En una sala sencilla, cuidada y acogedora —aquí estaba El Tros antes— Pardo se mantiene fiel a lo que ya conocíamos en Cruix. Y es que, más allá del cambio en el espacio y el formato de menú degustación, el producto y el territorio, con una marcada mediterraneidad conducen una propuesta que nos recuerda que hay una alta cocina con cosas que contar, sabrosa y que no necesita adornos ni mucha literatura.
Conocido por sus magníficos arroces, entre los mejores de la ciudad, lo de Melós es algo casi fortuito, nos explicaba Pardo. En sus planes figura desde hace tiempo montar un local de tamaño considerable dedicado al arroz, pero en su camino se cruzó el traspaso de este pequeño restaurante que le daba la oportunidad de hacer lo que en Cruix resulta más complicado.
Pero que ese cambio de guion y esa sinceridad del chef no restan ni un ápice de valentía a la idea de poner en marcha ahora mismo un restaurante gastronómico. Con la que está cayendo en la hostelería y lo que dicen que va a caer.
“Paella” y menú ilustrado
La influencia de Cruix puede hacer que nos sentemos en la mesa pensando en un menú alrededor del arroz. No es el caso. Sí que hay arroz, claro y, de hecho, tanto el menú corto (90 euros) como el largo (120 euros) terminan con una "paella" —así aparece en carta— que va variando según la temporada, el producto o lo que se les ocurra en cocina. Cuando estuvimos por allí era de ortiguillas con cigala, rematada en sala ante el comensal con una salsa que se elabora con la cabeza de la cigala.

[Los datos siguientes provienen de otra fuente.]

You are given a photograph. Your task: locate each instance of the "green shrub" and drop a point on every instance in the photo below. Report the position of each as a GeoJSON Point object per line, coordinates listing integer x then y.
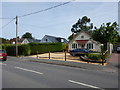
{"type": "Point", "coordinates": [46, 47]}
{"type": "Point", "coordinates": [95, 56]}
{"type": "Point", "coordinates": [23, 49]}
{"type": "Point", "coordinates": [32, 48]}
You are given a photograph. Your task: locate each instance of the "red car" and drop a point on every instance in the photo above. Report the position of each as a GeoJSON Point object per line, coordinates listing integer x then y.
{"type": "Point", "coordinates": [3, 55]}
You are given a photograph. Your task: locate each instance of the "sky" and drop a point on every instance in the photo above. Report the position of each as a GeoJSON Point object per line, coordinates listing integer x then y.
{"type": "Point", "coordinates": [56, 22]}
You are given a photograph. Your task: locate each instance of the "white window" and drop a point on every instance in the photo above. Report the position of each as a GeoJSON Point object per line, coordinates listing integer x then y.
{"type": "Point", "coordinates": [74, 45]}
{"type": "Point", "coordinates": [90, 46]}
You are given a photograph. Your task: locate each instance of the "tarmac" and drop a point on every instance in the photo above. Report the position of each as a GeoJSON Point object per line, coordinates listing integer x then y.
{"type": "Point", "coordinates": [112, 66]}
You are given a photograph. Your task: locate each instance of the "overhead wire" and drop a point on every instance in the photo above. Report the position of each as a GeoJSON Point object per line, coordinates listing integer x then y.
{"type": "Point", "coordinates": [7, 24]}
{"type": "Point", "coordinates": [46, 9]}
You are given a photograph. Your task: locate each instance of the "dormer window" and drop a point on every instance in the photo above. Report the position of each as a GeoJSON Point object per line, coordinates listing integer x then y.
{"type": "Point", "coordinates": [82, 36]}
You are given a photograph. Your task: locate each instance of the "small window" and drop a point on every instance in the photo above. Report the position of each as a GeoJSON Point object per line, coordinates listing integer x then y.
{"type": "Point", "coordinates": [89, 46]}
{"type": "Point", "coordinates": [82, 36]}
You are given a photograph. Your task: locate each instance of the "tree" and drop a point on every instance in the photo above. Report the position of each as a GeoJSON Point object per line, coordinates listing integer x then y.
{"type": "Point", "coordinates": [106, 33]}
{"type": "Point", "coordinates": [27, 35]}
{"type": "Point", "coordinates": [4, 41]}
{"type": "Point", "coordinates": [82, 24]}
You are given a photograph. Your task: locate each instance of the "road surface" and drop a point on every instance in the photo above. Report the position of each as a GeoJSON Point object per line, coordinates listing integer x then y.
{"type": "Point", "coordinates": [24, 74]}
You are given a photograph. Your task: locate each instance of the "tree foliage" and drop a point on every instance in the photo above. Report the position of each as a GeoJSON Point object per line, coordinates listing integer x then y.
{"type": "Point", "coordinates": [106, 33]}
{"type": "Point", "coordinates": [82, 24]}
{"type": "Point", "coordinates": [27, 35]}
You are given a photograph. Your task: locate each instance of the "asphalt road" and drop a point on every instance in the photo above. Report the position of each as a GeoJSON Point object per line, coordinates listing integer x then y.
{"type": "Point", "coordinates": [23, 74]}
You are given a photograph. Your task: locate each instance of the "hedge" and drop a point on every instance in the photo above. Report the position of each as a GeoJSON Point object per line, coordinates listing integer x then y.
{"type": "Point", "coordinates": [46, 47]}
{"type": "Point", "coordinates": [23, 49]}
{"type": "Point", "coordinates": [33, 48]}
{"type": "Point", "coordinates": [95, 56]}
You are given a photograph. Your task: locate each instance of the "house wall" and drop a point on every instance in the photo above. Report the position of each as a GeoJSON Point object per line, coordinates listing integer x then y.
{"type": "Point", "coordinates": [44, 40]}
{"type": "Point", "coordinates": [79, 37]}
{"type": "Point", "coordinates": [96, 46]}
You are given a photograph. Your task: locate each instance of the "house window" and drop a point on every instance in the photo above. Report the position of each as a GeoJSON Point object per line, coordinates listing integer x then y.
{"type": "Point", "coordinates": [82, 36]}
{"type": "Point", "coordinates": [90, 46]}
{"type": "Point", "coordinates": [74, 45]}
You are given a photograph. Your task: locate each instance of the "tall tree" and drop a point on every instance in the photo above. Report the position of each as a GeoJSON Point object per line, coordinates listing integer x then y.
{"type": "Point", "coordinates": [27, 35]}
{"type": "Point", "coordinates": [82, 24]}
{"type": "Point", "coordinates": [106, 33]}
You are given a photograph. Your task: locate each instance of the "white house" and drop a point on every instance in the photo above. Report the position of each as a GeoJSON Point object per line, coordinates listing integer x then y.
{"type": "Point", "coordinates": [29, 40]}
{"type": "Point", "coordinates": [83, 40]}
{"type": "Point", "coordinates": [52, 39]}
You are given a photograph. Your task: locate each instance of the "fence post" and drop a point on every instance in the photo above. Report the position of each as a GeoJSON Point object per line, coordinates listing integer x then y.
{"type": "Point", "coordinates": [37, 54]}
{"type": "Point", "coordinates": [49, 54]}
{"type": "Point", "coordinates": [65, 55]}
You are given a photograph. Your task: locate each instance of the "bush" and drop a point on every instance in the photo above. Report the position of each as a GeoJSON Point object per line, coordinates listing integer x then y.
{"type": "Point", "coordinates": [22, 49]}
{"type": "Point", "coordinates": [46, 47]}
{"type": "Point", "coordinates": [95, 56]}
{"type": "Point", "coordinates": [32, 48]}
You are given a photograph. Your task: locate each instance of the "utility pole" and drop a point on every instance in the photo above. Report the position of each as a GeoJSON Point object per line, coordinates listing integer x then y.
{"type": "Point", "coordinates": [16, 36]}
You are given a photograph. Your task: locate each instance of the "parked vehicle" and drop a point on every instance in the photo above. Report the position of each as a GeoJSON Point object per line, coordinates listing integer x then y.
{"type": "Point", "coordinates": [118, 49]}
{"type": "Point", "coordinates": [3, 55]}
{"type": "Point", "coordinates": [80, 51]}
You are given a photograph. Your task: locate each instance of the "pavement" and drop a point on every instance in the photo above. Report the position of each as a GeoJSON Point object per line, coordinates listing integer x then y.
{"type": "Point", "coordinates": [112, 65]}
{"type": "Point", "coordinates": [21, 73]}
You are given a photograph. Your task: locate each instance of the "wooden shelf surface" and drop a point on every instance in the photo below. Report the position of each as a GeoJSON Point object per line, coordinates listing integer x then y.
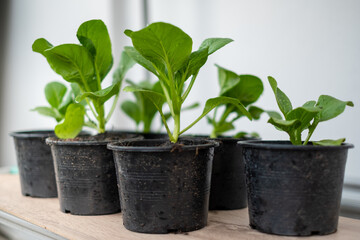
{"type": "Point", "coordinates": [45, 215]}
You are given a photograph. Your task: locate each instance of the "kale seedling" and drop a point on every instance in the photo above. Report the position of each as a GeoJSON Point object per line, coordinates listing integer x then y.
{"type": "Point", "coordinates": [59, 98]}
{"type": "Point", "coordinates": [142, 111]}
{"type": "Point", "coordinates": [166, 51]}
{"type": "Point", "coordinates": [86, 64]}
{"type": "Point", "coordinates": [247, 89]}
{"type": "Point", "coordinates": [305, 117]}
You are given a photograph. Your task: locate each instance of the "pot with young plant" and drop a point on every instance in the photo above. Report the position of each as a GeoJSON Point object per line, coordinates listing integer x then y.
{"type": "Point", "coordinates": [36, 168]}
{"type": "Point", "coordinates": [294, 187]}
{"type": "Point", "coordinates": [84, 167]}
{"type": "Point", "coordinates": [142, 111]}
{"type": "Point", "coordinates": [228, 188]}
{"type": "Point", "coordinates": [164, 185]}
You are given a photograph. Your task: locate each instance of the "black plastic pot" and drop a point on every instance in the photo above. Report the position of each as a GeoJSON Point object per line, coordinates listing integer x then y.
{"type": "Point", "coordinates": [36, 168]}
{"type": "Point", "coordinates": [164, 187]}
{"type": "Point", "coordinates": [228, 188]}
{"type": "Point", "coordinates": [150, 135]}
{"type": "Point", "coordinates": [85, 174]}
{"type": "Point", "coordinates": [294, 190]}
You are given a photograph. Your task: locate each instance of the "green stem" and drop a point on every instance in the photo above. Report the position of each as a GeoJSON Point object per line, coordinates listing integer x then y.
{"type": "Point", "coordinates": [112, 108]}
{"type": "Point", "coordinates": [311, 131]}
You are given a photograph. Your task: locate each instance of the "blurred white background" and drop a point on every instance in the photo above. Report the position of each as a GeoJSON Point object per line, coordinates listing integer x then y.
{"type": "Point", "coordinates": [310, 47]}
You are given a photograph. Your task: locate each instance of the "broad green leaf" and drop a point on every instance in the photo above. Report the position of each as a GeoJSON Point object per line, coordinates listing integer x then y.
{"type": "Point", "coordinates": [214, 44]}
{"type": "Point", "coordinates": [54, 93]}
{"type": "Point", "coordinates": [132, 110]}
{"type": "Point", "coordinates": [248, 89]}
{"type": "Point", "coordinates": [214, 102]}
{"type": "Point", "coordinates": [227, 80]}
{"type": "Point", "coordinates": [126, 62]}
{"type": "Point", "coordinates": [162, 43]}
{"type": "Point", "coordinates": [40, 45]}
{"type": "Point", "coordinates": [282, 100]}
{"type": "Point", "coordinates": [94, 36]}
{"type": "Point", "coordinates": [224, 127]}
{"type": "Point", "coordinates": [331, 107]}
{"type": "Point", "coordinates": [74, 63]}
{"type": "Point", "coordinates": [255, 112]}
{"type": "Point", "coordinates": [73, 123]}
{"type": "Point", "coordinates": [49, 112]}
{"type": "Point", "coordinates": [196, 61]}
{"type": "Point", "coordinates": [156, 98]}
{"type": "Point", "coordinates": [304, 114]}
{"type": "Point", "coordinates": [285, 125]}
{"type": "Point", "coordinates": [309, 104]}
{"type": "Point", "coordinates": [274, 114]}
{"type": "Point", "coordinates": [329, 142]}
{"type": "Point", "coordinates": [101, 96]}
{"type": "Point", "coordinates": [137, 57]}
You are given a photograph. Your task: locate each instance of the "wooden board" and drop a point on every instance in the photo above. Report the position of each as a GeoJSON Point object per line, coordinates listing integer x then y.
{"type": "Point", "coordinates": [222, 225]}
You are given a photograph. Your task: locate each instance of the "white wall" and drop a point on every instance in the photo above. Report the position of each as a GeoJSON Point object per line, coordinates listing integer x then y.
{"type": "Point", "coordinates": [310, 47]}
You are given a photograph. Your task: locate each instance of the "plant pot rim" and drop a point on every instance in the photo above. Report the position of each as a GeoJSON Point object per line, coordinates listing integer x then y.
{"type": "Point", "coordinates": [286, 145]}
{"type": "Point", "coordinates": [32, 133]}
{"type": "Point", "coordinates": [123, 146]}
{"type": "Point", "coordinates": [220, 138]}
{"type": "Point", "coordinates": [82, 141]}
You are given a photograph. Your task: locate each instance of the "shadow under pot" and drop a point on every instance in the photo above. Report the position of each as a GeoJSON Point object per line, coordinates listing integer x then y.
{"type": "Point", "coordinates": [164, 187]}
{"type": "Point", "coordinates": [294, 189]}
{"type": "Point", "coordinates": [85, 174]}
{"type": "Point", "coordinates": [36, 168]}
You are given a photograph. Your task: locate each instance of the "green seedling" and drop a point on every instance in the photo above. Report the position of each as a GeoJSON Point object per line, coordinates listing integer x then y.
{"type": "Point", "coordinates": [306, 117]}
{"type": "Point", "coordinates": [86, 65]}
{"type": "Point", "coordinates": [59, 98]}
{"type": "Point", "coordinates": [142, 111]}
{"type": "Point", "coordinates": [166, 51]}
{"type": "Point", "coordinates": [245, 88]}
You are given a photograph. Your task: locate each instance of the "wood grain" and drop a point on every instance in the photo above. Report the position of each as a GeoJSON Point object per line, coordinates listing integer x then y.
{"type": "Point", "coordinates": [221, 225]}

Pero antes, pasan muchas cosas ricas. Seguramente habrán cambiado algunos o muchos de los platos respecto al menú probado, pero ojalá se mantenga la 'vida y muerte de la codorniz'. Puede sonar un poco pretencioso hablar de vida y muerte en la mesa, pero la combinación de un caldo caliente y la carne fría de esta ave componen un plato complejo y delicioso, que marca el nivel de la casa.
Muy buenos también pases como la seta de castaño con anguila —menos comer angulas y más platos con anguila, que es un ingrediente magnífico— o el mar y montaña que Pardo prepara con, atención, pies de cerdo y rodaballo, y que es de una melosidad máxima. Pocos elementos en el plato y todos con una razón de ser. La alta cocina que nos gusta.

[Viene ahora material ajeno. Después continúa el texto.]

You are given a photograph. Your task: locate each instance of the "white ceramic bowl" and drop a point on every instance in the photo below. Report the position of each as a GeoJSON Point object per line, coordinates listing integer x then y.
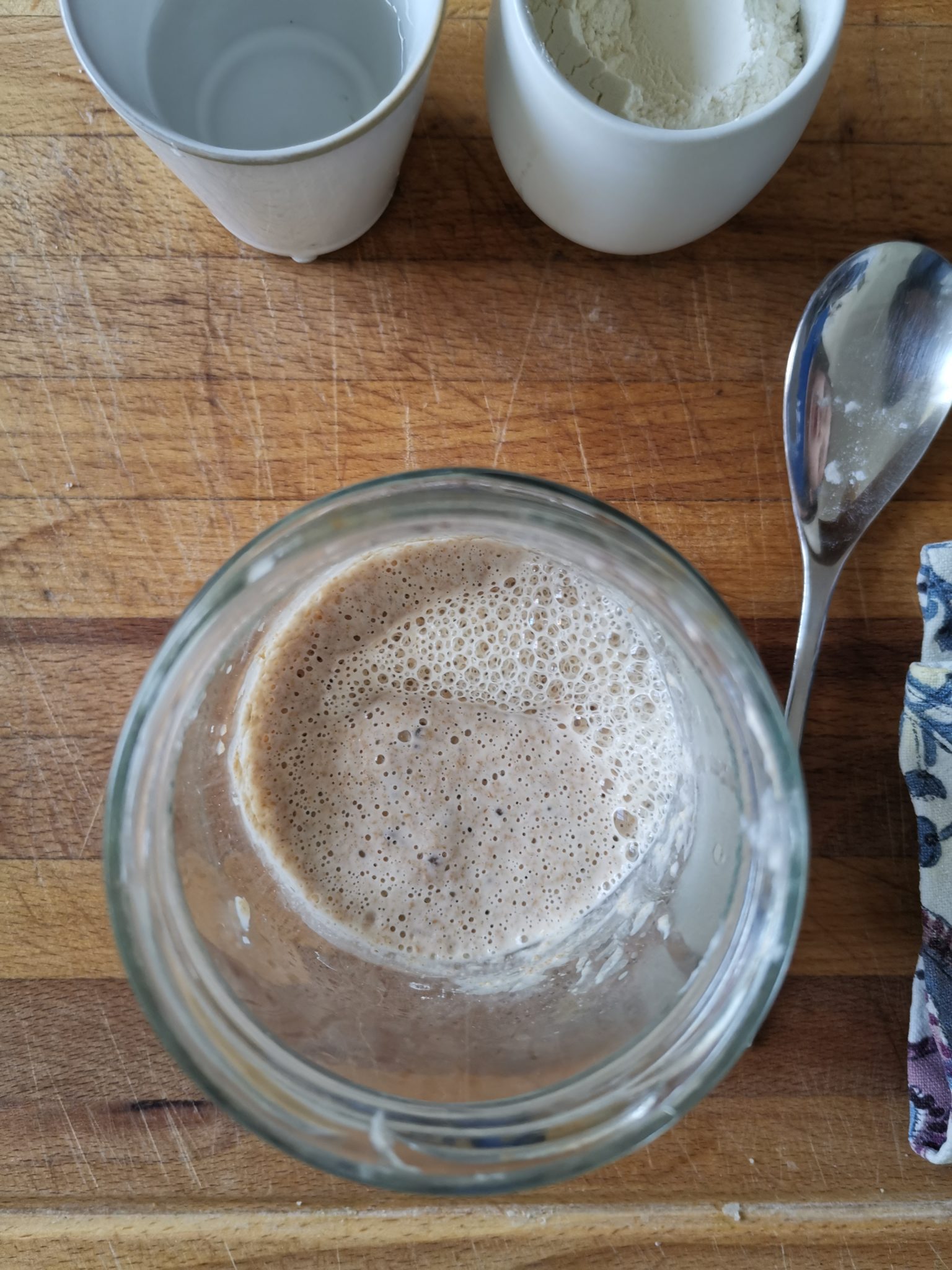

La territorialidad queda muy clara también en los postres, con preparaciones como las mandarinas con fartons servidas con un mole de chufa. Asimismo, la bodega combina pequeños productores, grandes etiquetas, espumosos y vinos de Jerez, con una cuidada propuesta por copas.

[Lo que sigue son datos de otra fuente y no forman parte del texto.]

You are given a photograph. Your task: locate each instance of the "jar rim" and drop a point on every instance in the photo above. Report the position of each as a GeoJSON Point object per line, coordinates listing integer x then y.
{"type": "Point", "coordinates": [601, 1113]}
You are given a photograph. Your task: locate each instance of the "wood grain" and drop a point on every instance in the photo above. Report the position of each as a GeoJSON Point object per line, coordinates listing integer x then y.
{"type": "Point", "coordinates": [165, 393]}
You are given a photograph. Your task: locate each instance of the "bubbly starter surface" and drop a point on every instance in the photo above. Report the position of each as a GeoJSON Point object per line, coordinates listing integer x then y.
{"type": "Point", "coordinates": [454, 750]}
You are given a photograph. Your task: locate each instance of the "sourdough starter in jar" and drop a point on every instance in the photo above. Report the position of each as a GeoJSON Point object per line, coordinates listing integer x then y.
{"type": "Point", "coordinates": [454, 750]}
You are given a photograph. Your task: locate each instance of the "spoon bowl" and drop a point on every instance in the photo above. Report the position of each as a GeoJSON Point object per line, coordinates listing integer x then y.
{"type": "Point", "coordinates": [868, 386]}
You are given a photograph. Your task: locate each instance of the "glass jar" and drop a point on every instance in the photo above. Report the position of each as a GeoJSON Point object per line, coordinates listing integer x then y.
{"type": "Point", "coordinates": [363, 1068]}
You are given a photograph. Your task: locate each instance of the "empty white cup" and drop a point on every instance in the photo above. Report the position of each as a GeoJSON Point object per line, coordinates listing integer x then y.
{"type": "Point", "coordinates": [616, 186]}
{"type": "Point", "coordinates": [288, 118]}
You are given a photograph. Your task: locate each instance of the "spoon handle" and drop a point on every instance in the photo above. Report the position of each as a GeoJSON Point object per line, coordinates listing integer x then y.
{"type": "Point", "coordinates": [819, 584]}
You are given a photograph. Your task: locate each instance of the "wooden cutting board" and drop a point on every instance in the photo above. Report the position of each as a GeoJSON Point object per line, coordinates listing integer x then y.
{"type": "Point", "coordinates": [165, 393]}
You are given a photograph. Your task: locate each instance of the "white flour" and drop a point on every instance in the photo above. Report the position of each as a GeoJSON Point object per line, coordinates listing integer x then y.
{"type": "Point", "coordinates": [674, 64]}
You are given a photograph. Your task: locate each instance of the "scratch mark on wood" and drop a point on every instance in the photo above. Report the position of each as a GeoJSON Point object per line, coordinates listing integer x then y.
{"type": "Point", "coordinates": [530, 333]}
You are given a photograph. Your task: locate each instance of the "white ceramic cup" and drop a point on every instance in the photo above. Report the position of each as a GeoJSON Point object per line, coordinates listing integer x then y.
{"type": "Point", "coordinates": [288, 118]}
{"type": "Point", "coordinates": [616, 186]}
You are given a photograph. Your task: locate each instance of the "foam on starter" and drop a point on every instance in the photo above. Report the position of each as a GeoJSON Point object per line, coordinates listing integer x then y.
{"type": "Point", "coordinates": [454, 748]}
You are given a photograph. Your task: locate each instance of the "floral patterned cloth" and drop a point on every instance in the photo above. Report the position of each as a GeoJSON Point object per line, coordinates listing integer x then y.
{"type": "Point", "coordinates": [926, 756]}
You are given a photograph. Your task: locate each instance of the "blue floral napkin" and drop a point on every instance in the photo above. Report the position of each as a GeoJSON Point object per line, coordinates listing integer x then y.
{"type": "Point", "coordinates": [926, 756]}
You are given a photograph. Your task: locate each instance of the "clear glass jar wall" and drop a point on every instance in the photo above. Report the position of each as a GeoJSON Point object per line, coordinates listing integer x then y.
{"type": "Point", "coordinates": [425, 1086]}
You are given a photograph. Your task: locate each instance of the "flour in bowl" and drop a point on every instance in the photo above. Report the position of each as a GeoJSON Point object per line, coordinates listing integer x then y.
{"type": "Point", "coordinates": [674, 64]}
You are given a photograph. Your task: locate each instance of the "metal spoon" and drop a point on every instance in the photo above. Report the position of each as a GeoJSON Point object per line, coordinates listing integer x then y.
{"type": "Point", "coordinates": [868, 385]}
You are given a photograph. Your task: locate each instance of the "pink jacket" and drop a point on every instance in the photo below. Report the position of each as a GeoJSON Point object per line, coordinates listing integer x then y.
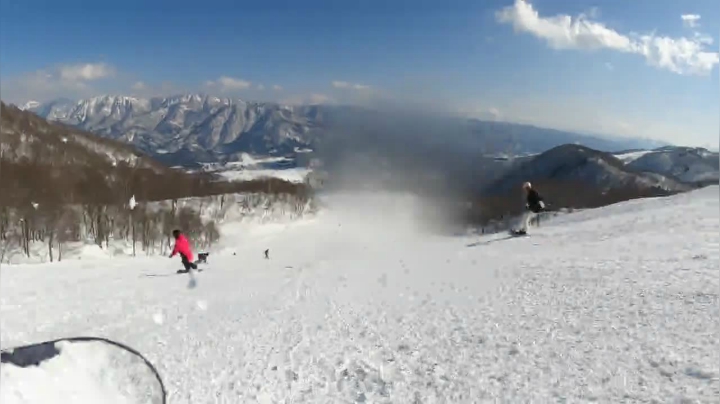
{"type": "Point", "coordinates": [182, 246]}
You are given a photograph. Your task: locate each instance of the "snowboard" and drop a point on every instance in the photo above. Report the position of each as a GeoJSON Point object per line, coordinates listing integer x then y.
{"type": "Point", "coordinates": [78, 370]}
{"type": "Point", "coordinates": [182, 271]}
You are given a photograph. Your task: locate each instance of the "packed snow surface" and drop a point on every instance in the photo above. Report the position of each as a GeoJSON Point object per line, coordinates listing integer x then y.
{"type": "Point", "coordinates": [363, 304]}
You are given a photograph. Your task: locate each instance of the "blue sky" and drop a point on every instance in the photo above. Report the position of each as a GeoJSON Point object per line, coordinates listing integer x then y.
{"type": "Point", "coordinates": [625, 68]}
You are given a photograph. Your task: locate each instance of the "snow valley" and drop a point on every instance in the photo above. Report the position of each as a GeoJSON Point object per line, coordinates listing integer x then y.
{"type": "Point", "coordinates": [359, 303]}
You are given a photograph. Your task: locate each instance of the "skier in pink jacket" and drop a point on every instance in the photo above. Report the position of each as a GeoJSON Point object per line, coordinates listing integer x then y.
{"type": "Point", "coordinates": [182, 247]}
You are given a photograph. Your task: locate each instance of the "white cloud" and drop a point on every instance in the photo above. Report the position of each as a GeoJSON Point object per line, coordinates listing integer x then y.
{"type": "Point", "coordinates": [58, 81]}
{"type": "Point", "coordinates": [314, 98]}
{"type": "Point", "coordinates": [139, 86]}
{"type": "Point", "coordinates": [679, 55]}
{"type": "Point", "coordinates": [690, 20]}
{"type": "Point", "coordinates": [346, 85]}
{"type": "Point", "coordinates": [225, 83]}
{"type": "Point", "coordinates": [86, 72]}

Además de los menús degustación, para quienes quieran asomarse a esta cocina más elaborada de Pardo, que trabaja junto a Juan Bambini en los fogones, también pueden hacerlo al mediodía entre semana, de miércoles a viernes, cuando se ofrece un 'menú ilustrado' de cinco pases por 45 euros. // Melós Restaurant. c/Mallorca, 303, Eixample, 08037 Barcelona. Tel.: 638 629 681.